Curtis Adams, city manager, told the Chronicle the city was informed by a letter from the Humane Society of Cumberland County it could no longer accept dogs from the city as the facility was full.

"They're a no-kill shelter and when they're full, they're full," Adams said.

Hill told the commission the county's shelter had been taking pets from the city at a cost of $100 per animal. He asked for permission to enter into a contract where the city would provide $25,000 per year for the county's shelter for a maximum of 250 animals.

"They are already bringing us animals, so we will charge them for those animals," Hill said.

He asked the commission to approve a resolution entering into a contract with the city, making the handshake deal official. The city has already made its first quarterly payment to the Humane Society, $6,250, and would be seeking a pro-rated fee for the remainder of the year.

Carey said he'd been talking with city officials about becoming full partners in the county animal shelter facility.

"I told them everyone wants to see the city and county work together and the best thing for all of us is to partner on a city-county shelter. They were in agreement and wanted me to talk to the commission and they would run it through the city council," Carey said at the building and grounds committee meeting Tuesday.

Adams told the Chronicle, "This is in the early stages, and we wanted them to start thinking about it. I don't think the community is big enough for two animal shelters. It makes sense to put our eggs in one basket and have one fine facility."

Crossville Police Chief David Beaty said the issue began at the first of August.

"It was going good then they said they were at full capacity," Beaty said. "Since they refused to take those animals, we had no other place to take them. The county has been good to work with us on this."

The Humane Society of Cumberland County is now a guaranteed adoption facility, which means they keep strays longer than the mandated three-day period.

According to the shelter director, Mark A. Greer, there was about a week and a half where the shelter was full and did not have the capacity for more animals. He turned away three strays brought in by animal control. On Wednesday, he said he accepted two from the city's animal control officer the day before because adoptions had made space available.

"We don't have a contract with the city right now," Greer said. "But we do try to take animals brought in by animal control as a priority."
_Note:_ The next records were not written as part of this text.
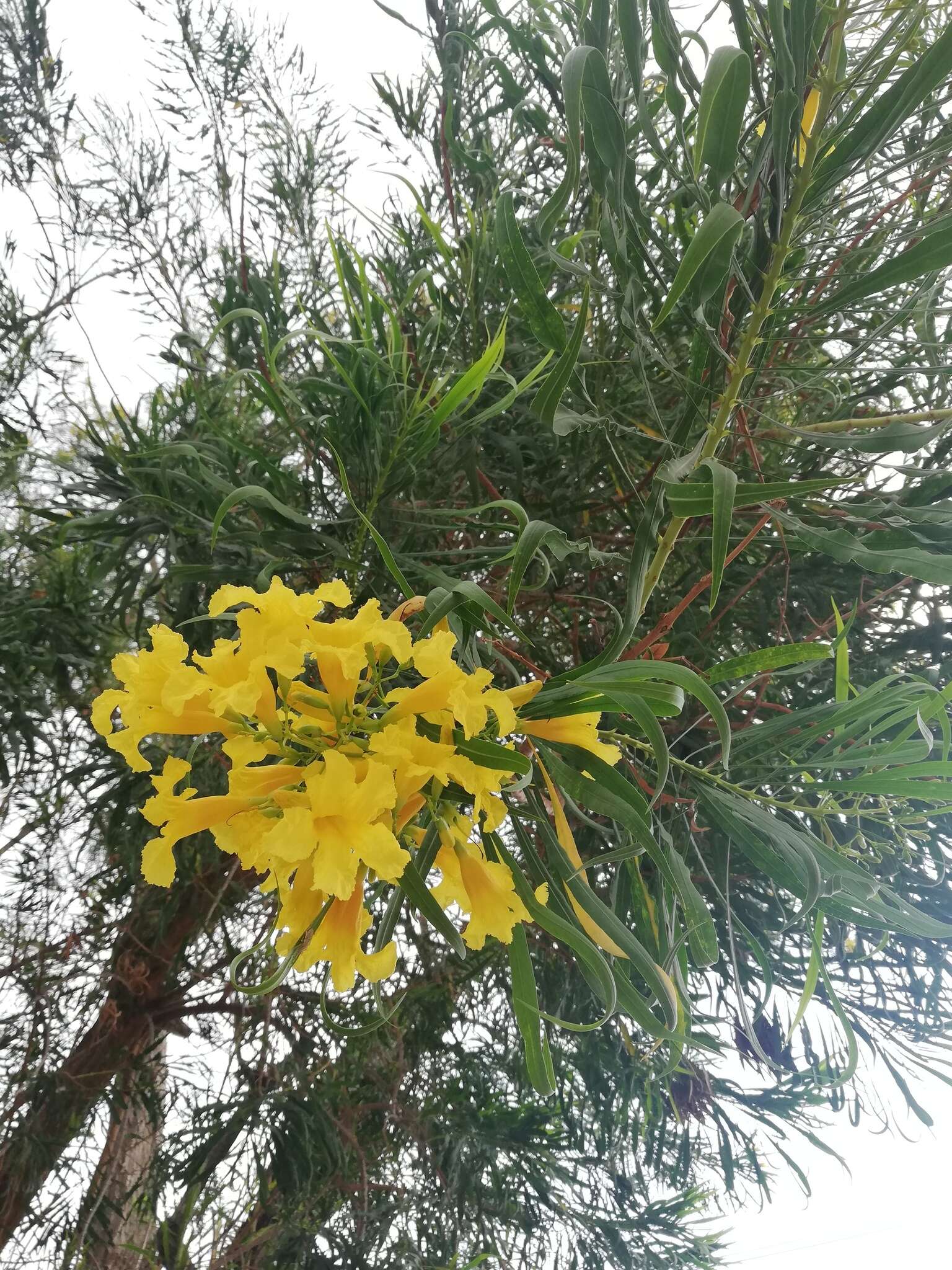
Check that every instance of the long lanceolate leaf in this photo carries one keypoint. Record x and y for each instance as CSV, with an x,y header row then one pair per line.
x,y
720,117
539,1060
549,397
706,260
724,484
885,116
531,295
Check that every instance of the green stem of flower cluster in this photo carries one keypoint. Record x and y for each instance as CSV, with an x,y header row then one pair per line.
x,y
718,430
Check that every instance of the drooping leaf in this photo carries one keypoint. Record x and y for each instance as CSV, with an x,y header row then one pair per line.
x,y
720,116
540,311
707,259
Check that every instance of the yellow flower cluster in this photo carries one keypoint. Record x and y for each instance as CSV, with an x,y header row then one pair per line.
x,y
332,761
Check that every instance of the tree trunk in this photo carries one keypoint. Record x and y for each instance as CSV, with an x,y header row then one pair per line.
x,y
60,1103
118,1215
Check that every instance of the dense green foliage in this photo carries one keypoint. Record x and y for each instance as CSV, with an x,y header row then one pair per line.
x,y
644,313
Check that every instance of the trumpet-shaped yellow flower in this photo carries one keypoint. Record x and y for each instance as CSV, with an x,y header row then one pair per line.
x,y
448,689
351,822
338,939
340,648
329,766
579,730
179,817
483,888
159,695
414,760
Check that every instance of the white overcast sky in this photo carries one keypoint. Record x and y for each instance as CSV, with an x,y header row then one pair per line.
x,y
892,1209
Hill said, "What the Humane Society has decided to do, and this is to their credit, is trying to have a no-kill shelter."

He said the county facility had euthanized 840 animals through mid-June. Last year at that time, the facility euthanized more than 1,000 animals.

During discussion Monday, some members of the county commission were hesitant to approve a contract with the city they had not had time to study.

Harry Sabine, 1st District commissioner, said, "I agree in principle and in the interim, we should accommodate the city as best we can. But I totally resist suspending the rules to approve a contract I haven't even seen."

Because the contract and resolution were not part of the commission's agenda, the commission would have needed to vote to suspend the rules to consider the issue.

Lynn Tollett, 3rd District commissioner, said, "Its a multi-faceted situation. But, like the mayor said, the city's got a situation. We should sanction what's going on so we have a contract per se."

There was also concern the extra animals would increase the workload, calling for another position at the county facility.

"We cut a position there because we didn't have the funding. Would this cause us bigger problems?" Mike Harvel, 7th District commissioner asked.

Hill said they would likely need additional help, either part time or full time, with appropriate certifications to euthanize the animals humanely.

"I think she'll need some additional help and I think you should take the $25,000 and figure out how you want to help her," Hill said.

Sabine moved to suspend the rules and authorize the county to accommodate the city in regard to animal control until a contract or agreement can be worked out. The motion was supported by Jim Inman, 1st District commissioner. The motion passed unanimously.

At Tuesday's meeting of the building and grounds committee, Harvel moved for Carey to pursue a partnership with the city, supported by Inman. The motion passed the committee unanimously.